Follow these instructions to recreate thy python environment used for all our experiments. All experiments with Llava and Llama2 ran on A100 GPUs.

$ conda create --name 5Pils python=3.9
$ conda activate 5Pils
$ pip install -r requirements.txt
$ python -m spacy download en_core_web_lg

Google Vision API and Azure OpenAI service

  • Our baseline model relies on evidence retrieved with reverse image search using the Google Vision API. All URLs for the text evidence that we used in our experiments are provided in this repo. However, should you want to collect your own evidence, you will need to create a Google Cloud account and create an API key, or use a different reverse image search service.

  • If you want to use GPT4(-Vision) for answer generation, you will need an Azure account with access to the Azure OpenAI service.

Usage - dataset

To use the dataset, you need to collect the images based on the 1,676 FC article urls provided in dataset/url/article_urls.txt:

$ python scripts/build_dataset_from_url.py

Usage - evaluation

Evaluate the performance of a model on 5Pils for a specific pillar. In this example, we evaluate Date. The results need to be contained in a list of dictionaries, where each dictionary is an instance and contains an 'output' and a 'ground_truth'. The 'output' should be a string.

$ python scripts/evaluate_answer_generation.py --results_file output/results_date.json --task date

Evaluation of Location requires 🌍 GeoNames. You will need to create a (free) account and provide your account name as input.

Usage - baseline

header

Collecting the evidence

Collect the text evidence based on their URLS:

$ python scripts/collect_RIS_evidence.py --collect_google 0 --evidence_urls dataset/retrieval_results/evidence_urls.json 

Instead of using our evidence set, you can also collect your own by setting collect_google to 1. This will require to provide a Google Vision API key.

Predict and collect the original of manipulated images

Step 1 (Optional): Classify images as manipulated or not after fine-tuning a ViT model on the train set.
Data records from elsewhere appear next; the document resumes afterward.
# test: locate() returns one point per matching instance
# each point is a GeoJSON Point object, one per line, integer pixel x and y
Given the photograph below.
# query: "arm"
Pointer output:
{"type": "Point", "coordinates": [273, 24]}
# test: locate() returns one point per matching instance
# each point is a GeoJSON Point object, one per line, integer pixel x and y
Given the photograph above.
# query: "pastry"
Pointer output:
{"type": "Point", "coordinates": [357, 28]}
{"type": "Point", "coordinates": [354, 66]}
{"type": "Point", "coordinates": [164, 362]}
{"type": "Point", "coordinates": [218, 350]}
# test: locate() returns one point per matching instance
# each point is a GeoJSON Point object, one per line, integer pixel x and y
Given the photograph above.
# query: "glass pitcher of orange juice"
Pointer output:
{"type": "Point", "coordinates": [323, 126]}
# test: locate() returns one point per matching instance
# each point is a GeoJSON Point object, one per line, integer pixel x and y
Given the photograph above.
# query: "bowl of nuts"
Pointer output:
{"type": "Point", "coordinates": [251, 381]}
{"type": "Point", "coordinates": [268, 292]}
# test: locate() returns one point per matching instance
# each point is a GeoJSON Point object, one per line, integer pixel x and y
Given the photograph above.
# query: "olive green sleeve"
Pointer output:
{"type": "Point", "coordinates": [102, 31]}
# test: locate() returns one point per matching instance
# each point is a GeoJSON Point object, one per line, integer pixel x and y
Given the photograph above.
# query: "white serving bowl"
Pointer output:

This step is optional as the predictions for the test set are already provided in dataset/manipulation_detection_test.json

$ python scripts/get_manipulated_images.py

Step 2: Replace manipulated images by the earliest corresponding reverse image search result:

$ python scripts/get_originals_of_manipulated.py --download_image 1

Compute embeddings

Compute embeddings for evidence ranking and few-shot demonstration selection:

$ python scripts/get_embeddings.py

Generate answers

Generate answers for a specific pillar using a LLM or Multimodal LLM. In this example, we generate answers for Date with multimodal zero-shot Llava:

$ python scripts/get_5pillars_answers.py --results_file output/results_date.json --task date --modality multimodal --n_shots 0 --model llava

Evaluate the evidence ranking

Evaluate the quality of the evidence ranking:

$ python scripts/evaluation_ranking.py

Citation

If you use the 5Pils dataset or this code in your work, please cite our paper as follows:

@inproceedings{tonglet-etal-2024-image,
    title = "{``}Image, Tell me your story!{''} Predicting the original meta-context of visual misinformation",
    author = "Tonglet, Jonathan  and
      Moens, Marie-Francine  and
      Gurevych, Iryna",
    editor = "Al-Onaizan, Yaser  and
      Bansal, Mohit  and
      Chen, Yun-Nung",
    booktitle = "Proceedings of the 2024 Conference on Empirical Methods in Natural Language Processing",
    month = nov,
    year = "2024",
    address = "Miami, Florida, USA",
    publisher = "Association for Computational Linguistics",
    url = "https://aclanthology.org/2024.emnlp-main.448",
    pages = "7845--7864",
}

Disclaimer

This repository contains experimental software and is published for the sole purpose of giving additional background details on the respective publication.